Environmental Works, Inc. (EWI) recently employed the use of Electrical Resistivity Imaging (ERI) in its quest to find 8,000 gallons of product released from a busted fuel line at a service station in southwest Missouri. The advanced geophysical technology helped locate a second sinkhole on the site, as well as several potential pathways for free-product migration, providing insight on the geologic substrate for where the product might have accumulated and been displaced.
ERI is a geophysical technique for imaging sub-surface structures from electrical resistivity measurements made at the surface by a linear arrangement of multiple electrodes set into shallow ground surface soil.
EWI’s four-part ERI profile was conducted by Dr. Kevin Mickus, Distinguished Professor of Geology at Missouri State University (MSU), using an ARES resistivity and IP imaging system. Max Hoffman, environmental scientist at EWI and on-site project manager, asked Mickus, his former professor at MSU, if he could conduct the profiles after Hoffman’s team was unable to locate the free-product.
The project started as an emergency response in December 2018, and has progressed into an environmental investigation. Then, in the midst of the April 2019 deluge of rain endured by the Ozarks, a sinkhole opened up on the property feet from the point of product release.
Hoffman and the EWI drilling team immediately put a bedrock monitoring well in the sinkhole thinking it was by far the most logical place for the product to settle, but groundwater analytical results from the sampled well came back clean and below detection limits regarding chemicals of concern (COCs) .
“I thought that was going to be a smoking gun,” said Hoffman. “I thought we would pull up gallons of product, but it wasn’t meant to be.”
So, with the product still not located, but soil borings confirming contamination in the on-site soil, Hoffman constructed a work plan based on a site conceptual model and the geologic information gained from logged soil borings.
With one sinkhole already located and with the understanding that there could be many more fractures, sinkholes and cave systems on site, Hoffman enlisted Mickus.
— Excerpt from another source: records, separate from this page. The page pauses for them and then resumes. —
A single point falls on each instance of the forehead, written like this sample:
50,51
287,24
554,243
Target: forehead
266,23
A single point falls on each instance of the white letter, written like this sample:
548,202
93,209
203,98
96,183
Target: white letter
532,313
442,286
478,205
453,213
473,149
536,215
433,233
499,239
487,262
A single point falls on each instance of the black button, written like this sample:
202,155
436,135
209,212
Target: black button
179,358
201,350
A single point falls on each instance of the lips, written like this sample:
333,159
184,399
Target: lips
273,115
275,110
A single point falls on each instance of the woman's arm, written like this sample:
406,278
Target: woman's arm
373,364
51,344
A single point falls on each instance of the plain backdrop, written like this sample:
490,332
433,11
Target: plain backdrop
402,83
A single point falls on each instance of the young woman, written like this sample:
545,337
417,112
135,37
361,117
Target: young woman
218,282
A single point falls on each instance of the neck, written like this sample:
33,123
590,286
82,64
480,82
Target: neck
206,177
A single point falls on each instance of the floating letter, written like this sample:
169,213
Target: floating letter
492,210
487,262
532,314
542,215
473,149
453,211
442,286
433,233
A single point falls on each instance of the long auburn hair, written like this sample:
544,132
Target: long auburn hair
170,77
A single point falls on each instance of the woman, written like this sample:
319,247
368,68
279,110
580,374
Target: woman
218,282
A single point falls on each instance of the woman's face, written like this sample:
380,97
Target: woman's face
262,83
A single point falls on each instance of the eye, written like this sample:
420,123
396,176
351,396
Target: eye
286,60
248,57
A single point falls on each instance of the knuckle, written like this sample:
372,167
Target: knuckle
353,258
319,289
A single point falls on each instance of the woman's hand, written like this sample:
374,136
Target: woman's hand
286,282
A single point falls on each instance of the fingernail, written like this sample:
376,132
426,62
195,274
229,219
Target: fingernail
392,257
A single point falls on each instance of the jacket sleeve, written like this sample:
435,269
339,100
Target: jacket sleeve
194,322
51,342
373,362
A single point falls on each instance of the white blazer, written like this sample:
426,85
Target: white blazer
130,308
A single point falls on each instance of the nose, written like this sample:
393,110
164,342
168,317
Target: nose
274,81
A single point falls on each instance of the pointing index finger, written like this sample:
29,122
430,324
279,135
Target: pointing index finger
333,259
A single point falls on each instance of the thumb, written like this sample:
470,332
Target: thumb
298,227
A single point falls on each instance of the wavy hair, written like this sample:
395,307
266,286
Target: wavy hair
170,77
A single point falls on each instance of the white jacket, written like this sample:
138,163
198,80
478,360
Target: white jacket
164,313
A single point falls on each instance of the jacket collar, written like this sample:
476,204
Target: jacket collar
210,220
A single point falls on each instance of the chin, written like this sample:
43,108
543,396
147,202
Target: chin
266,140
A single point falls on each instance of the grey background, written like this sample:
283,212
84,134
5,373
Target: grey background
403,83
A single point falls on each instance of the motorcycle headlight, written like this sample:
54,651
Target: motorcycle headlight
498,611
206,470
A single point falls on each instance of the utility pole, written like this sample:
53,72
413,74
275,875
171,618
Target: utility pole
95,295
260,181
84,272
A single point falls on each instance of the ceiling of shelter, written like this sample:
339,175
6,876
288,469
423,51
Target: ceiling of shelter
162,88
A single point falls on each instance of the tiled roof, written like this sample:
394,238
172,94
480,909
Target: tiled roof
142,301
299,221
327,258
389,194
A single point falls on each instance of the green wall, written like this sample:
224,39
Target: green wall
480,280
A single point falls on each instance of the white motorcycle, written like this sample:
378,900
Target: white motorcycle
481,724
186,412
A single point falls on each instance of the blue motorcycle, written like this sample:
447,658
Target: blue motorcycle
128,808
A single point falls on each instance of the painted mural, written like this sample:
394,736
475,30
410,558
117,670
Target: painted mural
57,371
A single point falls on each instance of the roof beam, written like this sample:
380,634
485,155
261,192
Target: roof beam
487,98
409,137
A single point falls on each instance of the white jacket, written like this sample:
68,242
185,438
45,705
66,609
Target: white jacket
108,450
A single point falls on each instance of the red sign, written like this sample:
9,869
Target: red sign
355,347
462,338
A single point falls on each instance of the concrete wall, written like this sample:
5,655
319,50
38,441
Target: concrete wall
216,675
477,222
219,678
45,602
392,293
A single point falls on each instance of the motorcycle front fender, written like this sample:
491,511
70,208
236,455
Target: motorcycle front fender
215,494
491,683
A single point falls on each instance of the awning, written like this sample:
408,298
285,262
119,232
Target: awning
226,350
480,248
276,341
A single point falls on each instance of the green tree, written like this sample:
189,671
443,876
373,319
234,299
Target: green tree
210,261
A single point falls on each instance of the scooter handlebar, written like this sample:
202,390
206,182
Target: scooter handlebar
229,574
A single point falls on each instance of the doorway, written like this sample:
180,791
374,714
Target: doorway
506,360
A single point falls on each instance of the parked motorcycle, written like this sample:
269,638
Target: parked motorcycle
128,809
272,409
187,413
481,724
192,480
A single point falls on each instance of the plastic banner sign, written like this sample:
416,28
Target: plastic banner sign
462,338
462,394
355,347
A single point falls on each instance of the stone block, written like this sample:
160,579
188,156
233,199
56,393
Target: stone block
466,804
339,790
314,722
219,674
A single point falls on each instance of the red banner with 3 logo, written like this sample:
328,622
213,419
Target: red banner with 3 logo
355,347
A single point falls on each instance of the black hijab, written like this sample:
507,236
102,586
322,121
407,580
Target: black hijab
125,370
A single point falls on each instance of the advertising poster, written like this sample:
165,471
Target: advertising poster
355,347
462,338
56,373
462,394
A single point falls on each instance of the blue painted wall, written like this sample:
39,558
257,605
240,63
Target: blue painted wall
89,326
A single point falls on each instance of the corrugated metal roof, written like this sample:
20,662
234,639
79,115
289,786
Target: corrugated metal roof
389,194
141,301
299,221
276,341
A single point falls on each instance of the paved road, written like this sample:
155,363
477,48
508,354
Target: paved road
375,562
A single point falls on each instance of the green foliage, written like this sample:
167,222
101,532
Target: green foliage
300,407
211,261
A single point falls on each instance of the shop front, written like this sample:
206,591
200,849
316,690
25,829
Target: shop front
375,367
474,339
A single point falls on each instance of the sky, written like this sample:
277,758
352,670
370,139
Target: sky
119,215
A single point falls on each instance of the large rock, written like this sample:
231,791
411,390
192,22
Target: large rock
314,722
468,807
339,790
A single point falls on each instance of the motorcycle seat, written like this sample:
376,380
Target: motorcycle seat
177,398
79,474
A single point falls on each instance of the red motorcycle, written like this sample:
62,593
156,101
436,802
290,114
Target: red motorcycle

Hoffman, who has a bachelor’s in geology, and a master’s in geospatial sciences from MSU, conducted his field research in Las Cruces, New Mexico, where he was assisted by Mickus.
Hoffman called the ERI study a “big step” in the project.
The Earth Imager 2D models produced by the four ERI profiles helped locate a new sinkhole west of the previously known sinkhole, said Hoffman. A well was recently installed in the second sinkhole and groundwater from the well will be sampled in the near future.
“The models were very accurate in determining top of bedrock and the elevation of the sink,” said Hoffman.
Mickus and Hoffman produced the profile models by placing a number of electrode stakes in the ground a meter apart from each other in a straight line. The stakes were connected by cables, with eight stakes to a cable, all running back to a receiver. The stakes put current in the ground, and voltage was measured between them to determine the thickness of the soil and the location of potential fractures and sinkholes within the bedrock.
“The electrodes measure Earth resistance, and the resistance is depending on the material underground,” said Mickus. “Bedrock is highly resistant, while soil is less resistant. So you can go along and have high resistance, low resistance, high resistance.”
Mickus brought along enough stakes to go 72 meters long on the profiles, but was limited by on-site space. Still, Hoffman and Mickus had enough stakes to profile almost the whole back side of the service station property.
Each profile took between 30 and 45 minutes to measure, with the ARES system running through a car battery.
“It has been a couple of years since I’ve done a resistivity test,” said Mickus, adding that he was glad Hoffman asked him to join the project.
For his part, Hoffman is only focused on one thing at the site.
“Ultimately our goal is to find the product,” he said.